As the wave of quarterly financial results by Kenyan banks stream in this month, the banking industry appears to have recovered from the early effects of the Covid-19 pandemic.
Absa Bank, Kenya’s fifth-largest bank with assets of Kshs 398 billion ($3.6 billion), released its results, showing a 5x growth in pre-tax profits in the half-year, from 1.6 billion last June to 8.0 billion in June 2021. In the half-year period, it made provisions of Kshs 1.9 billion compared to Kshs 5.3 billion last June. Overall, loans have grown from Kshs 202 to 219 billion (8%) while deposits have grown from Kshs 249 to 264 billion, representing a loan-to-deposit ratio of 83%.
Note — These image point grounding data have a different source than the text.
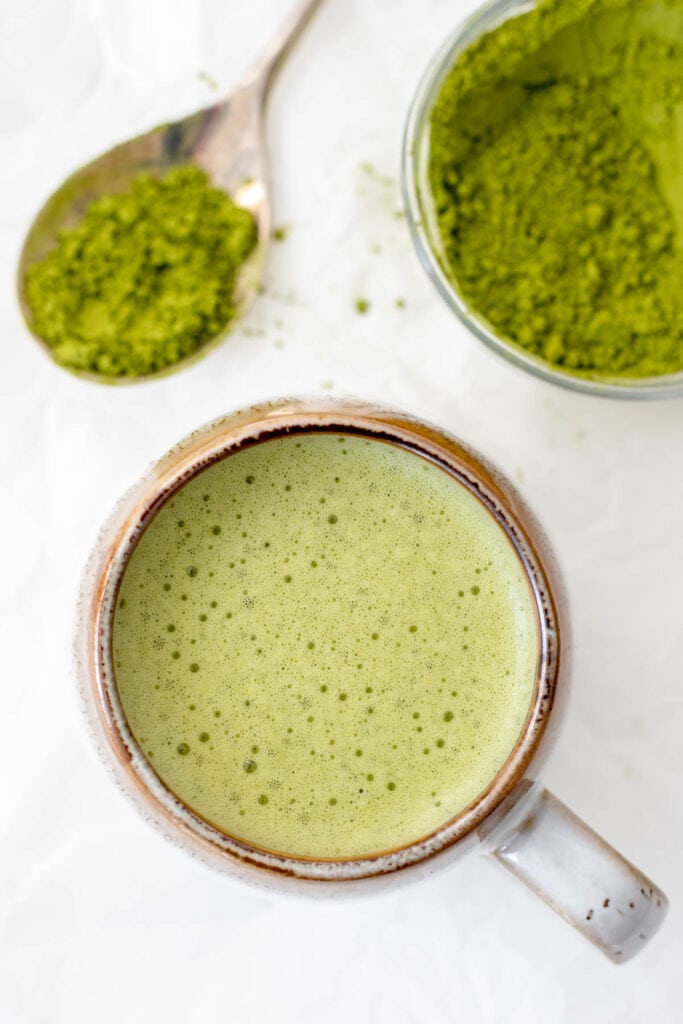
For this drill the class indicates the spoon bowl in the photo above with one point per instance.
(226, 140)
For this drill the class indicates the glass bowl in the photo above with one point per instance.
(425, 231)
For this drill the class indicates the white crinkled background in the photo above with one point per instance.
(100, 920)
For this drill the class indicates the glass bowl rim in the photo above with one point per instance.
(415, 144)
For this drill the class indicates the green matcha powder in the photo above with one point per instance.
(557, 173)
(145, 279)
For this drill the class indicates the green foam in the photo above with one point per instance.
(326, 645)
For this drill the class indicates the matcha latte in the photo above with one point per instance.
(326, 645)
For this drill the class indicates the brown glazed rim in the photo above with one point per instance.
(209, 444)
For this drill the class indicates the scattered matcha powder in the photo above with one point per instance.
(556, 169)
(145, 279)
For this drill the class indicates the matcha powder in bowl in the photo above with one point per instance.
(146, 280)
(544, 179)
The banking industry made many responses to Covid-19, including reducing digital bank charges and restructuring customer loans. Absa restructured 59,000 loans worth Kshs 62 billion, representing 30% of its balance sheet. Absa Kenya’s Managing Director, Jeremy Awori, said it had been a good initiative to work with customers as, by June 2021, 94% of the loans have resumed repayments and the bank’s non-performing asset levels were down to below the industry average of 14%.
In the last seven years, the bank had doubled the size of its balance sheet, navigated the re-branding from Barclays to Absa, and brought down its cost to income ratio from 53% to 45%.
Absa will optimize costs through technology to improve banking services. In 2021, it will invest Kshs 1.6 billion in technology initiatives; they have already launched WhatsApp banking and will upgrade the Timiza digital banking platform, expand agency banking, automate securities trading and increase cash deposit ATMs and rollout of contactless cards.
Going forward, Absa Kenya management expects that, with the built-up strong capital and liquidity, the bank will be in a good position to pay a dividend to the shareholders at the end of the year which they missed last year.